Word count, then, could be a key indicator of how in-depth an article is, a quality indicator (only in terms of information depth, not, necessarily, quality of style). To control for style quality, consult the word-stylists, Strunk and White, or, to save you some time, remember this advice from Stephen King:
However you style it, be you a Hemmingway or a Faulkner (Faulkner’s better IMHO), the words should be loaded – you remember those college term papers that rambled eternally to a contrived word-count? – and necessary.
Aaron Wall of SEObook.com has posted a fairly in-depth guide to SEO copyrighting on his blog, making a case for the longer article that makes a world of sense.
“On a philosophical level it also makes sense that search engines want to index richer content. The web is a series of incomplete thoughts. The more search engines can make people write in depth high quality content that provides complete answers the more they improve the value of Google.”
Wall says small, hyper-focused content is losing out to natural, rich writing, especially when trying to grab on to that long tail of search. The long tail whips searchers to websites with keywords the webmaster never thought to optimize.

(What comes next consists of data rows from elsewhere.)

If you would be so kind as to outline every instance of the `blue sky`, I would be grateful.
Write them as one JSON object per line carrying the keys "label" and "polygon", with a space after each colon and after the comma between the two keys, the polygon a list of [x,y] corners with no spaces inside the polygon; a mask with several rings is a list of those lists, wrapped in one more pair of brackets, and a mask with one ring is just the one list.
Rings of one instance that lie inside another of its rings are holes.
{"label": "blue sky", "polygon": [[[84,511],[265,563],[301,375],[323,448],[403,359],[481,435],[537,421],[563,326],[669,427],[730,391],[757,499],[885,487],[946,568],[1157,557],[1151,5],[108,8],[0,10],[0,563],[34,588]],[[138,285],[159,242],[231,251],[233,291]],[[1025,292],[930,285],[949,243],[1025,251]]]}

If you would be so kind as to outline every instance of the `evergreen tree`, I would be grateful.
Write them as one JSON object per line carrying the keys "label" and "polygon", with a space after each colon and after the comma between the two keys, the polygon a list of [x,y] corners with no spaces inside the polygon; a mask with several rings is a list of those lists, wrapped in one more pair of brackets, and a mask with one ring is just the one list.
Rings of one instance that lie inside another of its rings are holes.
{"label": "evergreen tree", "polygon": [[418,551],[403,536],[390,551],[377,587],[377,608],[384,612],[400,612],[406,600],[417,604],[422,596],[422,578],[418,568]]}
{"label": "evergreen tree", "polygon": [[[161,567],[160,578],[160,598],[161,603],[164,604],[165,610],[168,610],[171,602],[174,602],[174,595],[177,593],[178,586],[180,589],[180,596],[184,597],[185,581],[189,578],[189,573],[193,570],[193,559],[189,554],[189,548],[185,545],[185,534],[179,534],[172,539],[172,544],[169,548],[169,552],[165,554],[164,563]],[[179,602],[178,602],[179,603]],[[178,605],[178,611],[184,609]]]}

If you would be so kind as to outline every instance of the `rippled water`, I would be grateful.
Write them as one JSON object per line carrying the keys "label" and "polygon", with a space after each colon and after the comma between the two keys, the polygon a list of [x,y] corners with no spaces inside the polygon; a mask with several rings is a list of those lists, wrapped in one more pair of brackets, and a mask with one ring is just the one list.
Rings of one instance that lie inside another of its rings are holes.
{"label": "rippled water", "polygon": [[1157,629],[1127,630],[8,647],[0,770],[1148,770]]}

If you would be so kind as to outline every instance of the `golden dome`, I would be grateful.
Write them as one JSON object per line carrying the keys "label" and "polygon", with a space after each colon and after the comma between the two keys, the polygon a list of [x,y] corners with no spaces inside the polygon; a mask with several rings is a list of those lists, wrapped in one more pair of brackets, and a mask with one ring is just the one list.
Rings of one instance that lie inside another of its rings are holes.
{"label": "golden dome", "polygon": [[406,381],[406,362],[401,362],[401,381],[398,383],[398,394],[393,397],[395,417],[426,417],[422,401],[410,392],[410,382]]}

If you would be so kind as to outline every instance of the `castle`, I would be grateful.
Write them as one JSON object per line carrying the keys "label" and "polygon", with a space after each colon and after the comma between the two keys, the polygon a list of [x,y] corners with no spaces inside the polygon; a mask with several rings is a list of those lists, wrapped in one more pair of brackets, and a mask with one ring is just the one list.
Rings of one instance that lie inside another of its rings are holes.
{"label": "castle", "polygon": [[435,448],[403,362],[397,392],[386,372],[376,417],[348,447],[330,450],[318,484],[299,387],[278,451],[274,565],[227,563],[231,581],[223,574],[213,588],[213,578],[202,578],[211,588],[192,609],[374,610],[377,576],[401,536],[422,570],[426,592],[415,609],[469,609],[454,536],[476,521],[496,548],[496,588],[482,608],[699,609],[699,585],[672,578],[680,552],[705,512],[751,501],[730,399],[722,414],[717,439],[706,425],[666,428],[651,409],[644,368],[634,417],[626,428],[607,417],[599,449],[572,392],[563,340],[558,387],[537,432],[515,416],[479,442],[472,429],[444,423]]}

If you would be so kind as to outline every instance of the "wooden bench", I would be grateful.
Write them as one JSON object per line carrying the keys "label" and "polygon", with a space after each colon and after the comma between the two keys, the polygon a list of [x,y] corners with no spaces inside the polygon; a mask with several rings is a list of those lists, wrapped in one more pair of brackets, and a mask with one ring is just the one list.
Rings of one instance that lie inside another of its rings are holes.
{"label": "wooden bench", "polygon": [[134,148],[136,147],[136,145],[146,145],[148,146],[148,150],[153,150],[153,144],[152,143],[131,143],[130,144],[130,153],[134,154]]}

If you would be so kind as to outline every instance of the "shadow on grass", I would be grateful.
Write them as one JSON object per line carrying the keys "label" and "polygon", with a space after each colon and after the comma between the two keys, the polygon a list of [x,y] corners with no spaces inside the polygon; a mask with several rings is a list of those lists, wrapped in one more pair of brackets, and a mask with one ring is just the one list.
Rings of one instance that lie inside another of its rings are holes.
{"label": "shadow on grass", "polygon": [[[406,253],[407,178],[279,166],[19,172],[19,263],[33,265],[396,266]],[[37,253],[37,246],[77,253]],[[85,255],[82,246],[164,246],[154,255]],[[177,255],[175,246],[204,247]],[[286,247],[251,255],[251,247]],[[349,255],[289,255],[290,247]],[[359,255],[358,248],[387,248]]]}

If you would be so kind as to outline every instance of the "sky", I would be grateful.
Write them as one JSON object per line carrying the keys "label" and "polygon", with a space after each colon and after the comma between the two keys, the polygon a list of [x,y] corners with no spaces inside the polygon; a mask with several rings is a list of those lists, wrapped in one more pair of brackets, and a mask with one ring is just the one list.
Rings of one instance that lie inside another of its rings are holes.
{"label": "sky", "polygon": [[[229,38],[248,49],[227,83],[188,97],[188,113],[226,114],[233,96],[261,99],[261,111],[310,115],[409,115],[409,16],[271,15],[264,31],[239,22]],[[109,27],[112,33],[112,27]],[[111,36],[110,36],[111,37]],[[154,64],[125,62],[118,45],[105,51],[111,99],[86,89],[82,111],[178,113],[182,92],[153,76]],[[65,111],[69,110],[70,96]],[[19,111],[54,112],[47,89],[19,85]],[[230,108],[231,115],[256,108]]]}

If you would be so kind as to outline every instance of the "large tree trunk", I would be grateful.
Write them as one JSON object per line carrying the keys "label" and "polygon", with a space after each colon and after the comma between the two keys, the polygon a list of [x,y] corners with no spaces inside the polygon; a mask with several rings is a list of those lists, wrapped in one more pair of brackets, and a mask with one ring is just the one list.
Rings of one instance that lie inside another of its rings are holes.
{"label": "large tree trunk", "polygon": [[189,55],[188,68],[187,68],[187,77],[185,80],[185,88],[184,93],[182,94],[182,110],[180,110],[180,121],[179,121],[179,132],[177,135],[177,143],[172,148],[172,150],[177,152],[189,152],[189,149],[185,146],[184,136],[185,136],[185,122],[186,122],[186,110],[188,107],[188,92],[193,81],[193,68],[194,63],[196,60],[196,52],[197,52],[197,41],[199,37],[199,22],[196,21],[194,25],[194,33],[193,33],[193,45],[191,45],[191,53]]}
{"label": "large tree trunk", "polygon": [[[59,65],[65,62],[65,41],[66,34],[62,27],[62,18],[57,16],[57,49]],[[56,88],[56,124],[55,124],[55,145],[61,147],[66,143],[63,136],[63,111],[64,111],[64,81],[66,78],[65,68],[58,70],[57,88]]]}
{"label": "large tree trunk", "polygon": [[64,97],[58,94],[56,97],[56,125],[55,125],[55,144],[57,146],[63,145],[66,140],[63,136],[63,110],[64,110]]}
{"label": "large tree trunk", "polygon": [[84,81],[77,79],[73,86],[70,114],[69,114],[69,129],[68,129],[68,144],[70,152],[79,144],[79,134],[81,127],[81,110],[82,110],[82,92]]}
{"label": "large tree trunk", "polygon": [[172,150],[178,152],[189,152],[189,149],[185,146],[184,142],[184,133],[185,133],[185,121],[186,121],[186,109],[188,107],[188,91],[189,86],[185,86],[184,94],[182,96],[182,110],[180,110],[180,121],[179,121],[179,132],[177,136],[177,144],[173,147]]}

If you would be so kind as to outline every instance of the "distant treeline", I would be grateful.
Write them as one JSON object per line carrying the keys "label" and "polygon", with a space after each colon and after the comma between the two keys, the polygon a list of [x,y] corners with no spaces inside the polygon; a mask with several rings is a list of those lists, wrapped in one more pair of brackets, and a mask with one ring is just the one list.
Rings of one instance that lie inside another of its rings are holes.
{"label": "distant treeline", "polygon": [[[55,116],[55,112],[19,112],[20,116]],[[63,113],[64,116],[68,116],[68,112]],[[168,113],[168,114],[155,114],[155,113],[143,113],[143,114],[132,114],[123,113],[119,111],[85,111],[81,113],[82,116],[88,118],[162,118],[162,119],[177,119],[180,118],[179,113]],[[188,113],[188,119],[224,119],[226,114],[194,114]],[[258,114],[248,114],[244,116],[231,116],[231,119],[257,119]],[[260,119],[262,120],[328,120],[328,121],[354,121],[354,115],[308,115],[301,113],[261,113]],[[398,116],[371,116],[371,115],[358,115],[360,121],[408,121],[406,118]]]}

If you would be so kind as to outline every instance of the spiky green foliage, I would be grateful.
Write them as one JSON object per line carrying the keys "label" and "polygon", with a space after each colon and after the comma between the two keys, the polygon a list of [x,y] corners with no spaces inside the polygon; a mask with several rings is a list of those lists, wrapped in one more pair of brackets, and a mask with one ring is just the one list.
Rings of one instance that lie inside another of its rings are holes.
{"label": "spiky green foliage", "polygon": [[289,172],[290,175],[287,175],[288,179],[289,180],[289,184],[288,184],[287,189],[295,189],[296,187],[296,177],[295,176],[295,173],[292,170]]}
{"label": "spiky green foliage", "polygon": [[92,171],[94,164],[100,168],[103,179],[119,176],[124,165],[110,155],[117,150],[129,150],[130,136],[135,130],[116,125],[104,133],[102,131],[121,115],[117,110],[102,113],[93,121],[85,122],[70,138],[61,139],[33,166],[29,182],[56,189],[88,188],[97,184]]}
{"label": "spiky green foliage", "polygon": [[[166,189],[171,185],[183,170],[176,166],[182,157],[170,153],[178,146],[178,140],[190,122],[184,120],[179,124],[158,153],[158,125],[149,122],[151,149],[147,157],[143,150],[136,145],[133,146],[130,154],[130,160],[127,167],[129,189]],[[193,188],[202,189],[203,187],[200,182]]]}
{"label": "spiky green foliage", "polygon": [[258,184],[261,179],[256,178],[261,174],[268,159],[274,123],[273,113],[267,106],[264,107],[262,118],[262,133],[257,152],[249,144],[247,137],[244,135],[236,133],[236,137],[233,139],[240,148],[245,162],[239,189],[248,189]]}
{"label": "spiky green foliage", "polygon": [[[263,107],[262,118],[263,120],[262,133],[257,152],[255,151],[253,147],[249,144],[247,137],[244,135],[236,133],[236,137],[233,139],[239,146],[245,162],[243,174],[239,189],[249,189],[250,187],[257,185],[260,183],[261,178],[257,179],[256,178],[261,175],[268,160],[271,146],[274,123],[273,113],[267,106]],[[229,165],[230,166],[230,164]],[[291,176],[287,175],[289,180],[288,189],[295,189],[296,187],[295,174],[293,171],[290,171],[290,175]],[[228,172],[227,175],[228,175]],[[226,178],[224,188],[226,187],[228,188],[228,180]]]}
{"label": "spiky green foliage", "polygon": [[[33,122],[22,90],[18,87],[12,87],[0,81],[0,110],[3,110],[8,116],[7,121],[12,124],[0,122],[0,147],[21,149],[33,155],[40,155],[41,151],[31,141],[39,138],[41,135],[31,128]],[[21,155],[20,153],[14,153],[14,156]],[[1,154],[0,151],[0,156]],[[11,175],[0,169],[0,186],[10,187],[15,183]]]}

Two things then, in-depth writing coupled with enabled comments, are a brilliant combination for snagging that long-tail. Consumer reviews (if your site is so conducive) are even better. Enabling comments, or allowing visitors to post their opinions increases content and relevance with little effort on the webmaster’s part.
But also, whereas you, the professional, are not permitted to misspell, the somewhat anonymous visitor is. Think all searchers spell things correctly? Of course not. Natural misspellings on your site often match the natural misspellings on the search side.
Something else, though, that comments and consumer reviews do besides bulk up the word count, is bolster the apparent authenticity and transparency of the site. Content, even if highly polished, can seem less contrived, lower to the ground, accessible, and honest.
Allowing that free market of ideas in your own marketplace shows that the site was created with the end-user in mind – another quality indicator that attracts links, visits, loyalty, and attention from search spiders looking for meaningful content.